Anyone aware of marinas in Thailand other than Phuket and Pattaya? Looking for a place to berth a 38' sailboat. Tks for any suggestions. (Yeah, I've googled already, that's why I'm asking here...)

S.


----------



## NewSoCalSailor (May 15, 2009)

There's a marina just south of Pattaya in Jomtien. 

I apperantly can't post links yet, but google "oceanmarinayachtclub".

I haven't been to the marina, but I did spend three weeks in Jomtien a few years ago.
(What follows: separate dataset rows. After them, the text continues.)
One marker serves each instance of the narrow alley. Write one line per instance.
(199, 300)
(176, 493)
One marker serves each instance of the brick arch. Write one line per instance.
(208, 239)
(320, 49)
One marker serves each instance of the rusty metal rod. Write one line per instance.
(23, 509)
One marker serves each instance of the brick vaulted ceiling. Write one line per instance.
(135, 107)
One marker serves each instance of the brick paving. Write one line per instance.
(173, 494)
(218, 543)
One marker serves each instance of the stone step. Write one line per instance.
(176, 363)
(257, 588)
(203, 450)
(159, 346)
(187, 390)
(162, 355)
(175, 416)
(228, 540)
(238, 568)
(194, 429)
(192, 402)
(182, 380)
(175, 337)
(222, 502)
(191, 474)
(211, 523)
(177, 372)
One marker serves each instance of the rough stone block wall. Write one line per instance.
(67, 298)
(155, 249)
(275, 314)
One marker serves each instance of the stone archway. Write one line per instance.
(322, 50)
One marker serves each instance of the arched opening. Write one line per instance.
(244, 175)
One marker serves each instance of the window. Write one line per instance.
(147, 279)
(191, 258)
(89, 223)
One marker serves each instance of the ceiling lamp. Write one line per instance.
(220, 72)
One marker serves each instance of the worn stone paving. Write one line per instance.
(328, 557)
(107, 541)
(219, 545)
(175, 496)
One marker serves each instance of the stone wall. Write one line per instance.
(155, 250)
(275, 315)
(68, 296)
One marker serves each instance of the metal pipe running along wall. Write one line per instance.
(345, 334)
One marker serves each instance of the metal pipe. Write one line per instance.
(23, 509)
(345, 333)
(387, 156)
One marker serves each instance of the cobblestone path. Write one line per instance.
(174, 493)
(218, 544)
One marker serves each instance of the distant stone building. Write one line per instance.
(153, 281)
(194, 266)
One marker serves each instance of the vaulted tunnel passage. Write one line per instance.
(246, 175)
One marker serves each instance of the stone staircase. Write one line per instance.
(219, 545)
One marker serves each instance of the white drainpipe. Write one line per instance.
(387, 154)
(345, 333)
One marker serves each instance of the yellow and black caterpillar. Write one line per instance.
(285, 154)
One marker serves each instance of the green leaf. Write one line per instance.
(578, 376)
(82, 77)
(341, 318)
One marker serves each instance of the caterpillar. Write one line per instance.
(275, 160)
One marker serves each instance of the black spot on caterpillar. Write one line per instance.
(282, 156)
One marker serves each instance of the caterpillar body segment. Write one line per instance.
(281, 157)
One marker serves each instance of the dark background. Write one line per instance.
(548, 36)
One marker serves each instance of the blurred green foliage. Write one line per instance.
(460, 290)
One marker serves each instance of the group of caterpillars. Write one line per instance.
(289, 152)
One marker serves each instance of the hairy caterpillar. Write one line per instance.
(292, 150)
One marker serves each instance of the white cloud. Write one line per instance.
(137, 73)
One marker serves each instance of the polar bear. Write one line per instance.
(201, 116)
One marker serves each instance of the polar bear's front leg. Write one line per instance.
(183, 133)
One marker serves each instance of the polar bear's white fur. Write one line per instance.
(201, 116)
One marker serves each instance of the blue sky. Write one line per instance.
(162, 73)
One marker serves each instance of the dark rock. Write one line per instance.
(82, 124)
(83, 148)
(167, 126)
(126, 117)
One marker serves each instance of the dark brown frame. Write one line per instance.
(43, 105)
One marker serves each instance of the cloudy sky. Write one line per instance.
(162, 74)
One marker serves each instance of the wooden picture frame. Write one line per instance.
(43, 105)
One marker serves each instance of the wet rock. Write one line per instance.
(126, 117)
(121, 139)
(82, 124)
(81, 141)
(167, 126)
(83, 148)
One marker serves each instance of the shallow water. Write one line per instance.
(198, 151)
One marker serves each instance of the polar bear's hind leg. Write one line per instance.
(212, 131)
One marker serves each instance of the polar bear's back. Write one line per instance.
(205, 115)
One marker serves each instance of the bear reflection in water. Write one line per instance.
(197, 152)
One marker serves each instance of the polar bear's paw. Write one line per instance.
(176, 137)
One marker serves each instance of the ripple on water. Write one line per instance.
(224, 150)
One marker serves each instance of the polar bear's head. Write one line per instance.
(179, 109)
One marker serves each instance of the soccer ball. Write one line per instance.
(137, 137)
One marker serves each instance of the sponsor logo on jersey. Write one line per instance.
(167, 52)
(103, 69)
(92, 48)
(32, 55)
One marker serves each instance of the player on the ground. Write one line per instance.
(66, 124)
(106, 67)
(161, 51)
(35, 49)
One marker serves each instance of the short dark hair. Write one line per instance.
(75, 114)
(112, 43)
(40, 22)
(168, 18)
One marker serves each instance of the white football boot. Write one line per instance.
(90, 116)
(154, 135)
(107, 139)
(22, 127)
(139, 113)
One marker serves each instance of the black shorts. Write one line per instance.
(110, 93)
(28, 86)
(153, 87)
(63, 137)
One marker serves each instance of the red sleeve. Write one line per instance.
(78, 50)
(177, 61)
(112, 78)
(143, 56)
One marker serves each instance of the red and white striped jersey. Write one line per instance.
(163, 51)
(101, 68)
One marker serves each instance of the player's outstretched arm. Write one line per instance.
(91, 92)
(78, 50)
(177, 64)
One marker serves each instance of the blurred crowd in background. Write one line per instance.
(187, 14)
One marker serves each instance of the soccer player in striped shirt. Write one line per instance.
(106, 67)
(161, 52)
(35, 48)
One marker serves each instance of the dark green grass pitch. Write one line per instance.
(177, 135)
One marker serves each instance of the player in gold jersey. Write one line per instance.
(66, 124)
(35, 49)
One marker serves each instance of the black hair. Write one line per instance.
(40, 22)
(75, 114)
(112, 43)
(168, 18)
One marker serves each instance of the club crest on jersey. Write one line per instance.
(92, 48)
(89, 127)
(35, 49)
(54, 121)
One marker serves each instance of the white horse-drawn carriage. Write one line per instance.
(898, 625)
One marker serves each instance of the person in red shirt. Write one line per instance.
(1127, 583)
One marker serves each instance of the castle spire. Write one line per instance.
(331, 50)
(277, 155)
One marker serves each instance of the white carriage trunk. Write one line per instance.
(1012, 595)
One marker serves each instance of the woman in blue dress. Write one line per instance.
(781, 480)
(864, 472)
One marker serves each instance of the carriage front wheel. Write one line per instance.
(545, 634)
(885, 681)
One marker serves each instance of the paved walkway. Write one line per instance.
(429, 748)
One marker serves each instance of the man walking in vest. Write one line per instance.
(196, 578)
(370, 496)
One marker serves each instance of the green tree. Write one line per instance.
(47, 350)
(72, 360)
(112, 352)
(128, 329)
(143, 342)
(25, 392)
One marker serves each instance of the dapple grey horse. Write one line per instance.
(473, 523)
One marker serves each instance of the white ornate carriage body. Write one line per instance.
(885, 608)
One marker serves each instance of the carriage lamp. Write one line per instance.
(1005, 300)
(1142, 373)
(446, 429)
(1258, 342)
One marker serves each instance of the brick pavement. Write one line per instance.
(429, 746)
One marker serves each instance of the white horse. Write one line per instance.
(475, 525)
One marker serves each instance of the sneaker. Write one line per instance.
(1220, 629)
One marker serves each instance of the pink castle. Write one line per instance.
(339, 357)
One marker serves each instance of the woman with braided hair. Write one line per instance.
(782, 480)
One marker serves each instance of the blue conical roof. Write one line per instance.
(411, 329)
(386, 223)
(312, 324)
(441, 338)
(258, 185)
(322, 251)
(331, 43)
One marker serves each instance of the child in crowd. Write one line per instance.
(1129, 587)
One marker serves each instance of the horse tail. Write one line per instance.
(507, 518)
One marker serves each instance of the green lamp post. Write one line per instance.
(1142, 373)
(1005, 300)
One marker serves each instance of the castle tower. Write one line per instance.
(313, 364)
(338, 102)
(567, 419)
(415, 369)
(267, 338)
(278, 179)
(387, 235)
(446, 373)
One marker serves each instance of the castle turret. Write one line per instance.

All the amenities without all the "nightlife".


----------



## TSOJOURNER (Dec 16, 1999)

Tks, I'm onto them, though so far I cannot get any email reply...

S.


----------



## nightowle (Aug 2, 2006)

Let's us know how you like sailing around Thailand. I'd love to hear about it. Been thinking about a bare boat charter there.


----------



## TSOJOURNER (Dec 16, 1999)

nightowle said:


> Let's us know how you like sailing around Thailand. I'd love to hear about it. Been thinking about a bare boat charter there.


I will do. I am flying back down to Langkawi, Malaysia, tomorrow. I'll spend a day sailing the boat from Kuah to Rebak Island, where it will be berthed while we finish up all the paperwork associated with the transfer of ownership.

Then I have to sort out the timing for a move up to Thai waters...

I'm very much looking forward to this adventure...

S.


----------